Ferreting Out Filter Words

Wordsmithereens: Undangling Your Participles

Wordsmithereens: Cut Unnecessary Details

Wordsmithereens: To Have or Have Not

Treat Your Digital Fiction Like Software


How You Can Constantly Improve Your Indie-Published Work

When traditional publishing ruled, once a book was printed, it was set in stone. That’s why they employed editors and copy editors to improve the story and ferret out all the mistakes: once the book was typeset and thousands of copies printed, it couldn’t be corrected. But we’re in the digital age now.

If you’re an indie author, you’re responsible for everything: the writing, the formatting, the editing, the publishing, and the marketing. It’s hard to guarantee perfection at every step. The good thing is, nothing’s set in stone. In today’s publishing world your books are tantamount to software. If you didn’t get it right the first time, there’s always version 2.0.

At one point I debated whether this was ethical. After my initial release of a book, should I change it? I was still recovering from the bircks-and-mortar bookstore/paper tome/traditional publishing paradigm. Now I think, If you know it needs to be corrected or can be improved, can you ethically not give your readers the best product you’re capable of providing?

If you discover you need to make corrections to a work already published, you can do so and simply upload a new version to your favorite sales portal. Along with the power of having your own digital Gutenberg comes great responsibility.
Digital book 2.0
As a technical writer 25+ years in the software industry, I adhered to this principle in the millions of pages of documentation I wrote and published: If it needs fixed, whatever the reason, fix it and republish ASAP.

Going the extra mile is in your favor. If you get a less than spectacular review and the reader complains about something you can change, do so as quickly as possible to prevent others from jumping on the bandwagon. For instance, if a number of reviewers (precious few nowadays) bitch about how much they hated the ending, REWRITE IT.

Like the in-house Quality Assurance department, your beta readers don’t always catch everything before you publish.
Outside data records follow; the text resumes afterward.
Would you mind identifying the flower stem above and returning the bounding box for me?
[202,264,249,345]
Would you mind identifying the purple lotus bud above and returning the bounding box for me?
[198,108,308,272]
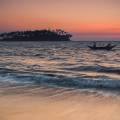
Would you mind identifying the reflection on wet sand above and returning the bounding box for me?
[0,88,120,120]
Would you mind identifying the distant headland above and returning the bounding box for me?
[0,29,72,41]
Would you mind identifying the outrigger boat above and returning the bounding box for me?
[88,43,116,50]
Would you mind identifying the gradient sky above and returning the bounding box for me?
[0,0,120,37]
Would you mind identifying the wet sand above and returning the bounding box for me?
[0,87,120,120]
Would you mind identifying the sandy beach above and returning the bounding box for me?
[0,89,120,120]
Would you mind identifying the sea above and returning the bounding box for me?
[0,41,120,97]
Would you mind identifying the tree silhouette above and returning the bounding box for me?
[0,29,72,41]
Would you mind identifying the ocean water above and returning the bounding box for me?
[0,42,120,96]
Once your work is in the hands of the public, you become Helpdesk and Support Services, fielding complaints and logging issues for product improvement. Your product.

I’m not advocating changing your fiction at the whims of your readership. If you made a decision that you know is right for your story, stick with it. Yet if it concerns some other issue you can rectify, do so. Reminder: it pays to take your time and ensure you’re putting your best out there the first time.

Sure, some readers will always own 1.0. These are the breaks. But some of your readers getting an improved pub is better than all of them getting version 1.0 with all its bugs. It’s just not necessary with digital texts.

Amazon lets you notify readers that a new version is available. I did this once for a classic I had republished because an OCR scanning error turned into a factual error that I didn’t catch. I don’t recommend you do this unless absolutely necessary. Especially with fiction, once it’s read, it’s read.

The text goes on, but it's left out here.